Queer City is a non-fictional book by Peter Ackroyd and is an insight into the queer history of London. The author splits and divides the history into specific parts of queer London up to the modern day, and starts with the language. During the course of the book, Ackroyd explores the origin of words like “gay” and “lesbian,” the author goes on an exploration of words associated with homosexuality.
I was excited to read this publication, especially since I enjoyed my history GCSE – plus I wanted to find out more about queer history, because unfortunately I wasn’t taught about any LGBTQ+ history during my education. So I was excited to delve deep into an aspect of history that I didn’t have any knowledge and experience with. Though what I like about Ackroyds book is that is an educational book, but it doesn’t focus to much on the academic side (unlike Queer: A Graphic History) – it is also quite short (it has 232 pages + bibliography and index) – I also liked this because then I would feel as though it would go on and on, so I liked the fact that it was quite slim. It also made the book more readable, which is another added bonus.
In addition, I also love Ackroyds final statement in the book, ‘“This book is a celebration, as well as a history, of the continual and various human world maintained in its diversity despite persecution, condemnation and affliction. It represents the ultimate triumph of London.’ These words at the back of the book is inspiring, and makes me proud of an aspect of queer history – plus its nice to learn about a part of history that isn’t Stonewall or the AIDS crisis (though the book does briefly touch on these two events later in the book).

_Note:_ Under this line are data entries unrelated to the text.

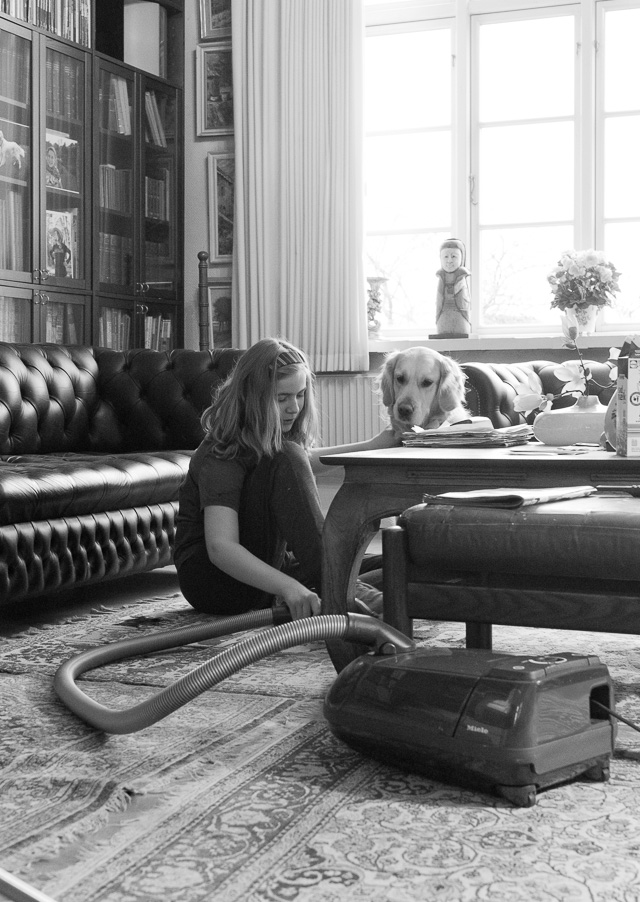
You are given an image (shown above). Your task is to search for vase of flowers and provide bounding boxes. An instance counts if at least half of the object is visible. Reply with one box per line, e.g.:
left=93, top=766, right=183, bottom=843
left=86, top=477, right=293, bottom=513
left=547, top=250, right=620, bottom=335
left=367, top=276, right=389, bottom=333
left=513, top=308, right=617, bottom=445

Furthermore, I also like the chronological order of the book – . Obviously the nature of using existing evidence means that Ackroyd’s research will tend to be on incidents which moved over into public knowledge and these will most likely be court cases when something has gone wrong. There’s the odd surprising fact, however. He states that in terms of population, there were probably as many “gay bars” in 17th Century as in 21st Century London. It also just makes sense that you would go in chronological order for a majority of the book (though the evidence may vary).

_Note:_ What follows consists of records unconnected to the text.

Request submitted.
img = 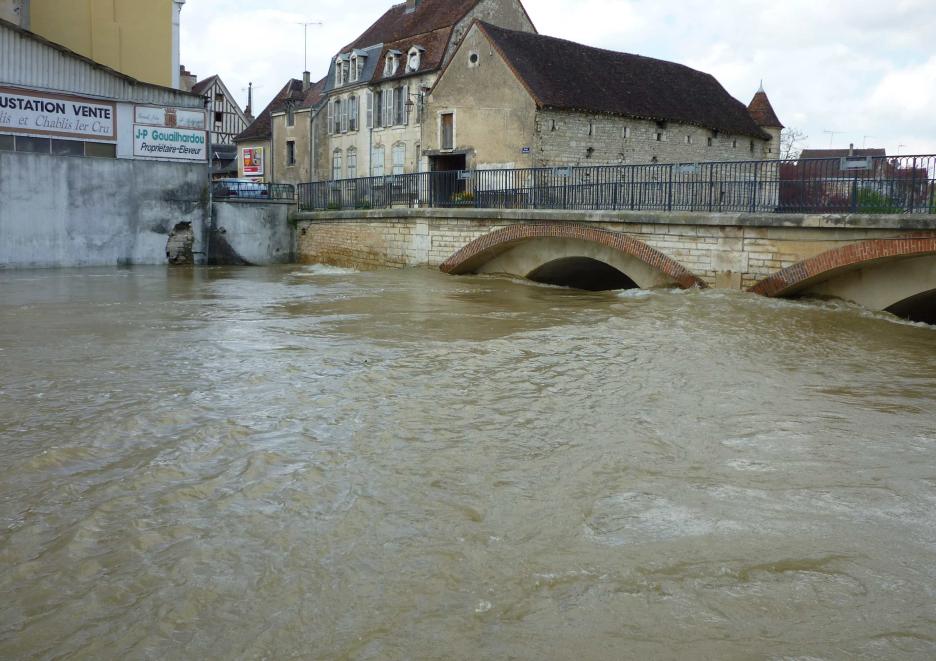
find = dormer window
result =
[384,50,402,78]
[406,46,425,73]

Though I do understand why people would understand why people wouldn’t be thrilled by the title, especially since the word ‘queer’ has been used in a derogatory way in the past, but it has been reclaimed by some. Ackroyd also defends the use of the term queer as the word now commonly used by academics and “Queer Studies” appears in academia. I personally don’t mind the title, as well as the word ‘queer‘ because it is a part of our history – so I think it’s important to reclaim it. Again, I can understand why some may have a gripe with the term.